Longlisted for the 2018 Frank Hegyi Award for Emerging Authors “Jessica J. Lee is a writer of rare and exhilarating grace. In Turning, she sounds the depths of lakes and her own life, never flinching from darkness, surfacing to fresh understandings of her place in the welter of natural and human history. A beautiful, moody, bracing debut.” —Kate Harris, award-winning author of Lands of Lost Borders Through the heat of summer to the frozen depths of winter, Lee traces her journey swimming through 52 lakes in a single year, swimming through fear and heartbreak to find her place in the world Jessica J. Lee swims through all four seasons and especially loves the winter. "I long for the ice. The sharp cut of freezing water on my feet. The immeasurable black of the lake at its coldest. Swimming then means cold, and pain, and elation." At the age of twenty-eight, Jessica, who grew up in Canada and lived in England, finds herself in Berlin. Alone. Lonely, with lowered spirits thanks to some family history and a broken heart, she is there, ostensibly, to write a thesis.
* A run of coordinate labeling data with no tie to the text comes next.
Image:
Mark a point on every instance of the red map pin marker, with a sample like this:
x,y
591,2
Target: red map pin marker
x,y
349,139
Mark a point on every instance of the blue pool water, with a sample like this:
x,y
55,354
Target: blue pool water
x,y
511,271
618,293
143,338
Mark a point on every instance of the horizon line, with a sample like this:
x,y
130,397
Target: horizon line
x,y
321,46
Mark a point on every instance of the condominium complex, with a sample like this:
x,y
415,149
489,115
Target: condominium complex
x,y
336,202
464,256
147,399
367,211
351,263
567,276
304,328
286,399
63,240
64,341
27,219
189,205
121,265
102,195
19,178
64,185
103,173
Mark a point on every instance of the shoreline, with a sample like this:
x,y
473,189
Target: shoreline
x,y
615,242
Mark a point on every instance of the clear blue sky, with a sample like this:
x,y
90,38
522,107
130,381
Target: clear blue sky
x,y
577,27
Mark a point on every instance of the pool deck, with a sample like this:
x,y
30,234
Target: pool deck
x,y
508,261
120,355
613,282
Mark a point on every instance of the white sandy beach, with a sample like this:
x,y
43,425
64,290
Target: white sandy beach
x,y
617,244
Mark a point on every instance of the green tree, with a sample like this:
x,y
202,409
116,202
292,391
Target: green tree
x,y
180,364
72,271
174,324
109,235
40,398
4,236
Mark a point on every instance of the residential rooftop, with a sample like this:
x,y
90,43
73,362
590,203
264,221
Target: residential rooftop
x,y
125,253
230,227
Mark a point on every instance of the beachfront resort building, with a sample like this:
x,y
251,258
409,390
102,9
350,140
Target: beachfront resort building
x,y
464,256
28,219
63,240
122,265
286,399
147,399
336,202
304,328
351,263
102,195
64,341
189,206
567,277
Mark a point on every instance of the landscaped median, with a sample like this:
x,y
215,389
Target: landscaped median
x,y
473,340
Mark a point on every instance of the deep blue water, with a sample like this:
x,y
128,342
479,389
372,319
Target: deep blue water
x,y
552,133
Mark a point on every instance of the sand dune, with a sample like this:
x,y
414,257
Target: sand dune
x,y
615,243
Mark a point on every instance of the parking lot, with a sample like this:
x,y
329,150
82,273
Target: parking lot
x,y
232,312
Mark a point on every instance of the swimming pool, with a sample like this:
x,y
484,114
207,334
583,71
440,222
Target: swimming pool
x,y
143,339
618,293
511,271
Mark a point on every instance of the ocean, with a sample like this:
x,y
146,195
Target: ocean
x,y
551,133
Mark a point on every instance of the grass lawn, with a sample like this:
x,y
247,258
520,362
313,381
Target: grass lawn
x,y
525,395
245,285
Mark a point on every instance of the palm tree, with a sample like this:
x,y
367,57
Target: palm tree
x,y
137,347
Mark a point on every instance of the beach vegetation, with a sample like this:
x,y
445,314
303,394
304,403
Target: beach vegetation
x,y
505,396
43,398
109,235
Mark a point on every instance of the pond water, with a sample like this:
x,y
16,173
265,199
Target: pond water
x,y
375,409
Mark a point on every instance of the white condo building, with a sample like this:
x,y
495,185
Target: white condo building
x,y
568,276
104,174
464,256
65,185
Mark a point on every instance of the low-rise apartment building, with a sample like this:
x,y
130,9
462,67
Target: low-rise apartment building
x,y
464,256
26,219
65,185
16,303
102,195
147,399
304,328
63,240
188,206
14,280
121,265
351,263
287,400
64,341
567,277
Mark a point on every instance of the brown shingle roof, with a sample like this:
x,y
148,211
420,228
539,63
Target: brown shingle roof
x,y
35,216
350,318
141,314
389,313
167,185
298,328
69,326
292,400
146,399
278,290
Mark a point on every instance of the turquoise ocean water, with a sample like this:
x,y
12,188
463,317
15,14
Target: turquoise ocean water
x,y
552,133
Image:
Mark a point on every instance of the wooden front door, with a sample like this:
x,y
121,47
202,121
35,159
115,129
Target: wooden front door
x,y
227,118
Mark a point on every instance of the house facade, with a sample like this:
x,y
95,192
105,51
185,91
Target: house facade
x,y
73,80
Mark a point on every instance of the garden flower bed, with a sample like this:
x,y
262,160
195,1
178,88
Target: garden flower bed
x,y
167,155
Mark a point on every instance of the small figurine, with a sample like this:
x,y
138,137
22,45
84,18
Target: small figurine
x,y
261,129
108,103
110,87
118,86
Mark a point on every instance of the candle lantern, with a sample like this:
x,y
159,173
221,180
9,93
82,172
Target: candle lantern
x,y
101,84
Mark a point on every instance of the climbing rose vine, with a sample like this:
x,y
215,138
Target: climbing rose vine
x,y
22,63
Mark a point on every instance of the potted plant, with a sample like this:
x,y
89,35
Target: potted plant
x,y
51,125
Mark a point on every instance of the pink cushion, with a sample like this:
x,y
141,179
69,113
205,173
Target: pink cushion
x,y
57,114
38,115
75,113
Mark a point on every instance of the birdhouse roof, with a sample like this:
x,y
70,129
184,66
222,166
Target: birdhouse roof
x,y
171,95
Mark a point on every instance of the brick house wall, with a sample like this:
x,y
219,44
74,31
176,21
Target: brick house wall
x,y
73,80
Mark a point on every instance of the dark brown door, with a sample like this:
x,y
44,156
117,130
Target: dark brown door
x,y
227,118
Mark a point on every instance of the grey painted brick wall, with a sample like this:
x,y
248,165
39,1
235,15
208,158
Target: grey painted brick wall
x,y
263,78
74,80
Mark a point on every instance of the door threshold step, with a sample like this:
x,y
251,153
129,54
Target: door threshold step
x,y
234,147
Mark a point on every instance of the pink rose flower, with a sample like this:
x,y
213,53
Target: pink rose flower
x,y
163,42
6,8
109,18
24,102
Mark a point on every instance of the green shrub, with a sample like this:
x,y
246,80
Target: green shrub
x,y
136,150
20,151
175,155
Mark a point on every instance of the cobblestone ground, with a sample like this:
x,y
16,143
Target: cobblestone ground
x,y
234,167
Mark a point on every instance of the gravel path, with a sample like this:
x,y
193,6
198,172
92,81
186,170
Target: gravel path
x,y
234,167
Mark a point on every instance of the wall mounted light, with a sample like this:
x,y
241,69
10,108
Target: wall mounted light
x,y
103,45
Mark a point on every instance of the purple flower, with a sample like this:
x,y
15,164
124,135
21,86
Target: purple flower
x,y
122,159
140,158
And though that is what she does daily, what increasingly occupies her is swimming. So she makes a decision that she believes will win her back her confidence and independence: she will swim fifty-two of the lakes around Berlin, no matter what the weather or season. She is aware that this particular landscape is not without its own ghosts and history. This is the story of a beautiful obsession: of the thrill of a still, turquoise lake, of cracking the ice before submerging, of floating under blue skies, of tangled weeds and murkiness, of cool, fresh, spring swimming—of facing past fears of near-drowning and of breaking free. When she completes her year of swimming, Jessica finds she has new strength, and she has also found friends and has gained some understanding of how the landscape both haunts and holds us. This book is for everyone who loves swimming, who wishes they could push themselves beyond caution, who understands the deep pleasure of using the body's strength, who knows what it is to abandon all thought and float home to the surface.